Henriksen Daniel Pilsgaard, Laursen Christian B, Jensen Thøger Gorm, Hallas Jesper, Pedersen Court, Lassen Annmarie Touborg
1Department of Emergency Medicine, Odense University Hospital, Odense, Denmark. 2Department of Respiratory Medicine, Odense University Hospital, Odense, Denmark. 3Department of Clinical Microbiology, Odense University Hospital, Odense, Denmark. 4Department of Clinical Pharmacology, University of Southern Denmark, Odense, Denmark. 5Department of Infectious Diseases, Odense University Hospital, Odense, Denmark.
Crit Care Med. 2015 Jan;43(1):13-21. doi: 10.1097/CCM.0000000000000611.
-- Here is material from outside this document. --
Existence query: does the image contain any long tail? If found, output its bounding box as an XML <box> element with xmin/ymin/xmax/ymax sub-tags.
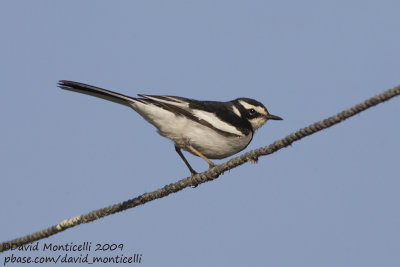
<box><xmin>58</xmin><ymin>80</ymin><xmax>135</xmax><ymax>107</ymax></box>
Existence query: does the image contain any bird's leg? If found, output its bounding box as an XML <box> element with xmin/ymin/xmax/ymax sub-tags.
<box><xmin>186</xmin><ymin>145</ymin><xmax>215</xmax><ymax>168</ymax></box>
<box><xmin>175</xmin><ymin>145</ymin><xmax>197</xmax><ymax>175</ymax></box>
Sepsis is a frequent cause of admission, but incidence rates based on administrative data have previously produced large differences in estimates. The aim of the study was to estimate the incidence of community-acquired sepsis based on patients' symptoms and clinical findings at arrival to the hospital.
Population-based survey.
Medical emergency department from September 1, 2010, to August 31, 2011.
All patients were manually reviewed using a structured protocol in order to identify the presence of infection. Vital signs and laboratory values were collected to define the presence of systemic inflammatory response syndrome and organ dysfunction.
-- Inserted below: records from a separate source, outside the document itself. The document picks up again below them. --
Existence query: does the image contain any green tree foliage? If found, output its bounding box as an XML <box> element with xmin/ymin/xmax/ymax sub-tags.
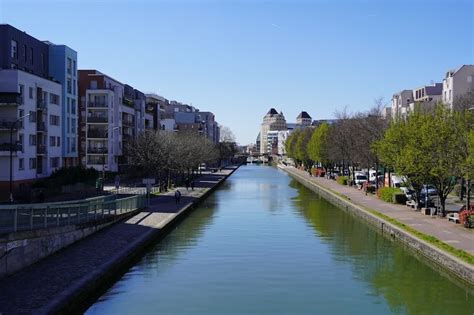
<box><xmin>295</xmin><ymin>127</ymin><xmax>313</xmax><ymax>169</ymax></box>
<box><xmin>308</xmin><ymin>123</ymin><xmax>329</xmax><ymax>165</ymax></box>
<box><xmin>374</xmin><ymin>104</ymin><xmax>466</xmax><ymax>212</ymax></box>
<box><xmin>285</xmin><ymin>130</ymin><xmax>300</xmax><ymax>160</ymax></box>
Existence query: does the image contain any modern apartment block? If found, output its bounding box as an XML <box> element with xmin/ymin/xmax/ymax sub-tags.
<box><xmin>391</xmin><ymin>90</ymin><xmax>413</xmax><ymax>119</ymax></box>
<box><xmin>0</xmin><ymin>25</ymin><xmax>64</xmax><ymax>197</ymax></box>
<box><xmin>442</xmin><ymin>65</ymin><xmax>474</xmax><ymax>109</ymax></box>
<box><xmin>79</xmin><ymin>70</ymin><xmax>152</xmax><ymax>172</ymax></box>
<box><xmin>260</xmin><ymin>108</ymin><xmax>287</xmax><ymax>154</ymax></box>
<box><xmin>46</xmin><ymin>42</ymin><xmax>79</xmax><ymax>167</ymax></box>
<box><xmin>79</xmin><ymin>70</ymin><xmax>123</xmax><ymax>172</ymax></box>
<box><xmin>296</xmin><ymin>111</ymin><xmax>313</xmax><ymax>127</ymax></box>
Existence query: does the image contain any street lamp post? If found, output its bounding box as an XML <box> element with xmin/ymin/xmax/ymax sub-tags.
<box><xmin>10</xmin><ymin>113</ymin><xmax>30</xmax><ymax>203</ymax></box>
<box><xmin>102</xmin><ymin>126</ymin><xmax>119</xmax><ymax>187</ymax></box>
Incidence rate of sepsis of any severity. Among 8,358 admissions to the medical emergency department, 1,713 patients presented with an incident admission of sepsis of any severity, median age 72 years (5-95%; range, 26-91 yr), 793 (46.3%) were men, 728 (42.5%) presented with a Charlson comorbidity index greater than 2,621 (36.3%) were admitted with sepsis, 1,071 (62.5%) with severe sepsis, and 21 (1.2%) with septic shock. Incidence rate was 731/100,000 person-years at risk (95% CI, 697-767) in patients with sepsis of any severity, 265/100,000 person-years at risk (95% CI, 245-287) in patients with sepsis, 457/100,000 person-years at risk (95% CI, 430-485) in patients with severe sepsis, and 9/100,000 person-years at risk (95% CI, 6-14) in patients with septic shock.
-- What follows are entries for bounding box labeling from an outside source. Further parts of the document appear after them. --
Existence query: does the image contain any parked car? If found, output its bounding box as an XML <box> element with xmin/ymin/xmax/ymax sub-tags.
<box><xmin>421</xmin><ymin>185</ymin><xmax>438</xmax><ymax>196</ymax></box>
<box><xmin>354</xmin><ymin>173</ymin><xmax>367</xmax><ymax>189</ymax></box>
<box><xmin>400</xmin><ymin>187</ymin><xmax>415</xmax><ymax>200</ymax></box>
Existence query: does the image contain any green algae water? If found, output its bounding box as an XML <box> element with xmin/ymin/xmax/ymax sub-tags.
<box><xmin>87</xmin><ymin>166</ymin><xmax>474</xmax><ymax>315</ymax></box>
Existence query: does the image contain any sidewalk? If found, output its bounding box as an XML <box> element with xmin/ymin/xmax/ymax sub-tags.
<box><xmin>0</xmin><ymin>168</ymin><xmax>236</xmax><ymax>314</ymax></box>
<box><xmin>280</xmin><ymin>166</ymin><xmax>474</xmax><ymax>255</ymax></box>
Based on symptoms and clinical findings at arrival, incidence rates of patients admitted to a medical emergency department with sepsis and severe sepsis are more frequent than previously reported based on discharge diagnoses.
脓毒症是住院的常见原因,但基于行政数据得出的发病率估计值此前差异很大。本研究的目的是根据患者入院时的症状和临床检查结果来估计社区获得性脓毒症的发病率。
基于人群的调查。
2010年9月1日至2011年8月31日的医疗急诊科。
所有患者均使用结构化方案进行人工检查,以确定是否存在感染。收集生命体征和实验室值以确定是否存在全身炎症反应综合征和器官功能障碍。
任何严重程度脓毒症的发病率。在8358例入住医疗急诊科的患者中,1713例患者因任何严重程度的脓毒症首次入院,中位年龄72岁(5-95%;范围,26-91岁),793例(46.3%)为男性,728例(42.5%)的查尔森合并症指数大于2,621例(36.3%)因脓毒症入院,1071例(62.5%)为严重脓毒症,21例(1.2%)为感染性休克。任何严重程度脓毒症患者的发病率为731/100,000人年(95%CI,697-767),脓毒症患者为265/100,000人年(95%CI,245-287),严重脓毒症患者为457/100,000人年(95%CI,430-485),感染性休克患者为9/100,000人年(95%CI,6-14)。
根据入院时的症状和临床检查结果,因脓毒症和严重脓毒症入住医疗急诊科患者的发病率比根据出院诊断报告的发病率更高。